Wielbiciele Pratchetta i tak nie przegapią tomiku, ale owi nie znający Dysku i pozostałych powieści… cóż, myślę że mogą sięgnąć, by liznąć, spróbować, zobaczyć jak to wszystko się kręci!!!
Turyści mnie przerażają. Pratchett poświęcił im nawet pewien tom, dwa tomy, pewną jednostkę zwaną Bagażem… i naprawdę powalającą, dosłownie opisującą ów gatunek człekokształtnego. Bo coś się dzieje z ludźmi na tzw. wakacjach. Na owym wywczasie. Puszczają hamulce, ale też nagle trzeba mieć najlepsze zdjęcia, najwięcej przejechanych kilometrów i najgłębsze doznania!
… więc nie do końca znaczy to wypoczynek i poznanie nowego…
Z wysokości pojazdu, bo to ten rower taki zdrowy, to takie modne, ot turystyka, aktywny wypoczynek… a pączek w bagażniku, no przecież jeść trzeba… patrzą na innych inaczej.
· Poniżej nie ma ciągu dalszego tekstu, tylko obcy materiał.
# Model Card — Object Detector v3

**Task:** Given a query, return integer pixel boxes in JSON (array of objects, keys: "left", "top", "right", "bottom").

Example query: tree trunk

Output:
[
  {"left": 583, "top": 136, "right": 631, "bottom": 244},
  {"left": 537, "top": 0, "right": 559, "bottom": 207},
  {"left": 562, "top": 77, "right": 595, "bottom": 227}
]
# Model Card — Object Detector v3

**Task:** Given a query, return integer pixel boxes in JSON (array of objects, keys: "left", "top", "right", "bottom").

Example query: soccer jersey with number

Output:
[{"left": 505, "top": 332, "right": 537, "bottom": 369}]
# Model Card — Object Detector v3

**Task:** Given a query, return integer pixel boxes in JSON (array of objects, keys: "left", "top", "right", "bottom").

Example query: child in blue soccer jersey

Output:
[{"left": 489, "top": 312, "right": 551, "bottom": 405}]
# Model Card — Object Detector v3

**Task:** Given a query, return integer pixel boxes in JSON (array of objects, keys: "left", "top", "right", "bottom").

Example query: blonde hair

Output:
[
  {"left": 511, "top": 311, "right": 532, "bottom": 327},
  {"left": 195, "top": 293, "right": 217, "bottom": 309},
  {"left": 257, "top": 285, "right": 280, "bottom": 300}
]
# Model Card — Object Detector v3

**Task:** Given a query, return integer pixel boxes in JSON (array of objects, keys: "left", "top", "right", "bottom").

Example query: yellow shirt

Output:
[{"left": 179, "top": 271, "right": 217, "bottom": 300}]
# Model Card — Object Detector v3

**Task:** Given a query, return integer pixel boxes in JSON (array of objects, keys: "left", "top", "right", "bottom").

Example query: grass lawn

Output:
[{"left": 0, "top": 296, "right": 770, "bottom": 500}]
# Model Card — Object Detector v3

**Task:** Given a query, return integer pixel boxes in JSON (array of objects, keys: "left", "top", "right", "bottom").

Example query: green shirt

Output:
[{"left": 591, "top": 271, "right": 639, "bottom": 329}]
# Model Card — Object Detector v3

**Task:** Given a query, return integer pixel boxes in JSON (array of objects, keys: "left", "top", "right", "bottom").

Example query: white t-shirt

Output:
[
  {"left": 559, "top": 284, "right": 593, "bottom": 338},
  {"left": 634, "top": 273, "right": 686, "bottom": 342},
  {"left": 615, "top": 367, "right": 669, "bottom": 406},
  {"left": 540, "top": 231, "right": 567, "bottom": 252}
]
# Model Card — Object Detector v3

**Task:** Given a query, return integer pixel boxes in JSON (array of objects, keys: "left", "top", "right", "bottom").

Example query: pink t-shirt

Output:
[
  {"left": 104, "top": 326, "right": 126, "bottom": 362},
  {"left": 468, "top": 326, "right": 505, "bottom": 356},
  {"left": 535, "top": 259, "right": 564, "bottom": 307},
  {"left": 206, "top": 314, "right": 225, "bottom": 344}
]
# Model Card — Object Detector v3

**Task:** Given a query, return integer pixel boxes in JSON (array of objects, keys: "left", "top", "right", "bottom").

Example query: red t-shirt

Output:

Jakby nie docierało do nich, że nie wjadą pod prysznic, do myjni samochodowej ich nie wpuszczą, a i wysikać się trzeba bez rowerka!!!
Nawet gdy schodzą, w owych obcisłych, trendy wdziankach widać, że są z innej planety. A ty na tych nogach, osz ależ ty jesteś PASSE!!!